At that thought of this she felt violently ill and almost lost control. When she had regained control she said, “But we have no evidence of them eating their own kind. Do we?”
“Nothing solid, but it is never that far of a leap for these primitives.”
“But, they had made into space, they had a rocketry program, in the southern part of this continent, and they had released the power of the atom.”
“Yes, and then they used it to destroy one another. The records that we have been able to recover show that the people that discovered and harnessed the power of the atom were the first to use it against others on the planet.”
“I read that was well.”
“There is much more evidence to that they were horrible wasters of space, and those out buildings you found where just for storage.”
“But we have nothing hard on that. And what about the one that we found genetic Material from someone not belonging to the group that lived in the main dwelling.”

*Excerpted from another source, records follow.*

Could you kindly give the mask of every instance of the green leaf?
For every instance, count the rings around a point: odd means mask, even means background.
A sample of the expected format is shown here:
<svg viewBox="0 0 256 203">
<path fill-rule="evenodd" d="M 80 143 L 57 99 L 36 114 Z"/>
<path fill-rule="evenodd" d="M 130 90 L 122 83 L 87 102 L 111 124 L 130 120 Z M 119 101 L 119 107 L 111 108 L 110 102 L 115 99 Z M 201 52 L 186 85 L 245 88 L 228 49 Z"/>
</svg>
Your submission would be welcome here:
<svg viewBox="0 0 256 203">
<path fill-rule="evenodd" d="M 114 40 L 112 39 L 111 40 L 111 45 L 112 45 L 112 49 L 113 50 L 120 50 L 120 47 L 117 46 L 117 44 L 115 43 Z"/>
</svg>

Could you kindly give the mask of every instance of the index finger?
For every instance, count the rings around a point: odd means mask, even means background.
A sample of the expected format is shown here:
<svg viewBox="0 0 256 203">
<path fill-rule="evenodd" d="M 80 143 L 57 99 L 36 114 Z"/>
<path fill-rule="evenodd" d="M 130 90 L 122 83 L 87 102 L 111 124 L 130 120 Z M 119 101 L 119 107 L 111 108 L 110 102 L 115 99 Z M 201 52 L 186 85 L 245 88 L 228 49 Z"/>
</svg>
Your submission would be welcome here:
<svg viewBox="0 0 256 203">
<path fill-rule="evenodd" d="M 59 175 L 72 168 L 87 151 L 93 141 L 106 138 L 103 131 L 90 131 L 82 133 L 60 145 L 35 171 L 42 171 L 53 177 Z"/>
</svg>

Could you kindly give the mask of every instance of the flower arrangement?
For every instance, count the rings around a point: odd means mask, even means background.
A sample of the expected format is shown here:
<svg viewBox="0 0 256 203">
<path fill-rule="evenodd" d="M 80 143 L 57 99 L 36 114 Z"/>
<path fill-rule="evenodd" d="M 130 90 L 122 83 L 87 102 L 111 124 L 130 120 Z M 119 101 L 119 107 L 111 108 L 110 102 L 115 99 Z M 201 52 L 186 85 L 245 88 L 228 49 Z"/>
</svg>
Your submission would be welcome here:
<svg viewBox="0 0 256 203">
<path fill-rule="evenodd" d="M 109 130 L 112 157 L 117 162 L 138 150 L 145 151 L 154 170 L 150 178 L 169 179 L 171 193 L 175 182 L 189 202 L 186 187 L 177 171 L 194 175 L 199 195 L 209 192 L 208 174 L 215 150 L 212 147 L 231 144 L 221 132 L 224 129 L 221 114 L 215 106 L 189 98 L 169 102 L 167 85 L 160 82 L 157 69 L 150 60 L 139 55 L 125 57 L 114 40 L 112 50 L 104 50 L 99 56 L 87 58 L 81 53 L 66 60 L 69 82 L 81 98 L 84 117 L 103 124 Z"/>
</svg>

“First of all, in that area it is not clear which smaller building is associated with which larger building, and just because we found remains there does not mean that they lived there. They could have been hiding or they could have died their unexpectedly. One of the side effects of a diet that consists of animal, um, is sudden heart failure. I think that you are reading too much into this, this is your first planet side expedition.”
“I would like to continue to collect evidence on my theory.”
“Very well, but I highly doubt you will be able to support it, no matter what you find.”
“Thank you, but I think you are wrong.”